La série de Programmes de rétablissement de la Loi sur les espèces en péril

Qu'est-ce que la Loi sur les espèces en péril (LEP)?

La LEP est la loi fédérale qui constitue l'une des pierres d'assise de l'effort national commun de protection et de conservation des espèces en péril au Canada. Elle est en vigueur depuis 2003 et vise, entre autres, àpermettre le rétablissement des espèces qui, par suite de l'activité humaine, sont devenues des espèces disparues du pays, en voie de disparition ou menacées.

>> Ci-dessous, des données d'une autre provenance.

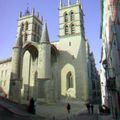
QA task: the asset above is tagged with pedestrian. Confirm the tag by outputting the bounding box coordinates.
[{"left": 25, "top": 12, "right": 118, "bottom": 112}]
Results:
[
  {"left": 86, "top": 103, "right": 90, "bottom": 114},
  {"left": 67, "top": 103, "right": 71, "bottom": 113},
  {"left": 90, "top": 104, "right": 94, "bottom": 114},
  {"left": 28, "top": 98, "right": 35, "bottom": 114}
]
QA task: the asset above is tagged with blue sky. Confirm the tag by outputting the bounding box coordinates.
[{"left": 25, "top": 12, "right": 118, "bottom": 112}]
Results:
[{"left": 0, "top": 0, "right": 101, "bottom": 68}]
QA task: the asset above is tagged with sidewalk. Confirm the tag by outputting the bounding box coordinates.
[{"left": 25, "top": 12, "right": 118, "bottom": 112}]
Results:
[
  {"left": 0, "top": 97, "right": 45, "bottom": 120},
  {"left": 98, "top": 115, "right": 114, "bottom": 120},
  {"left": 0, "top": 98, "right": 30, "bottom": 116}
]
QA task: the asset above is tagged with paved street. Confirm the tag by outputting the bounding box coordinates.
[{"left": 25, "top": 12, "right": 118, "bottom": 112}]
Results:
[
  {"left": 0, "top": 107, "right": 40, "bottom": 120},
  {"left": 0, "top": 99, "right": 113, "bottom": 120}
]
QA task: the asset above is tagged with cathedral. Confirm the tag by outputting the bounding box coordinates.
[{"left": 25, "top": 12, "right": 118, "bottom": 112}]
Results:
[{"left": 0, "top": 0, "right": 96, "bottom": 103}]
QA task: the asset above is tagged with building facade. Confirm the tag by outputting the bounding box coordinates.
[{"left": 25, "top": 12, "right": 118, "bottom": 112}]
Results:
[
  {"left": 101, "top": 0, "right": 120, "bottom": 119},
  {"left": 0, "top": 0, "right": 98, "bottom": 103}
]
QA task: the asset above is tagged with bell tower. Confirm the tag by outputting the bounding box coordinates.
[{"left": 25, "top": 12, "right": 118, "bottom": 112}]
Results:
[
  {"left": 59, "top": 0, "right": 84, "bottom": 39},
  {"left": 17, "top": 8, "right": 43, "bottom": 44}
]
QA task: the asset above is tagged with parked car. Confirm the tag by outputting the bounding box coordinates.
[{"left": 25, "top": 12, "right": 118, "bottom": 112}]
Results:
[
  {"left": 0, "top": 86, "right": 7, "bottom": 97},
  {"left": 99, "top": 105, "right": 110, "bottom": 114}
]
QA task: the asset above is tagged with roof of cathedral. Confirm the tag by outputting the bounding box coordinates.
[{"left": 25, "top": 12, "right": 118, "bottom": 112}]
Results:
[
  {"left": 15, "top": 30, "right": 22, "bottom": 46},
  {"left": 0, "top": 57, "right": 12, "bottom": 64},
  {"left": 40, "top": 22, "right": 50, "bottom": 43}
]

Qu'est-ce que le rétablissement?

Dans le contexte de la conservation des espèces en péril, le rétablissement est le processus par lequel le déclin d'une espèce en voie de disparition, menacée ou disparue du pays est arrêté ou inversé et par lequel les menaces à sa survie sont éliminées ou réduites de façon à augmenter la probabilité de survie de l'espèce à l'état sauvage. Une espèce sera considérée comme rétablie lorsque sa survie à long terme à l'état sauvage aura été assurée.

Qu'est-ce qu'un programme de rétablissement?

Un programme de rétablissement est un document de planification qui identifie ce qui doit être réalisé pour arrêter ou inverser le déclin d'une espèce. Il établit des buts et des objectifs et indique les principaux champs des activités à entreprendre. La planification plus élaborée se fait à l'étape du plan d'action.

L'élaboration de programmes de rétablissement représente un engagement de toutes les provinces et de tous les territoires ainsi que de trois organismes fédéraux -- Environnement Canada, l'Agence Parcs Canada et Pêches et Océans Canada -- dans le cadre de l'Accord pour la protection des espèces en péril. Les articles 37 à 46 de la LEP décrivent le contenu d'un programme de rétablissement publié dans la présente série ainsi que le processus requis pour l'élaborer.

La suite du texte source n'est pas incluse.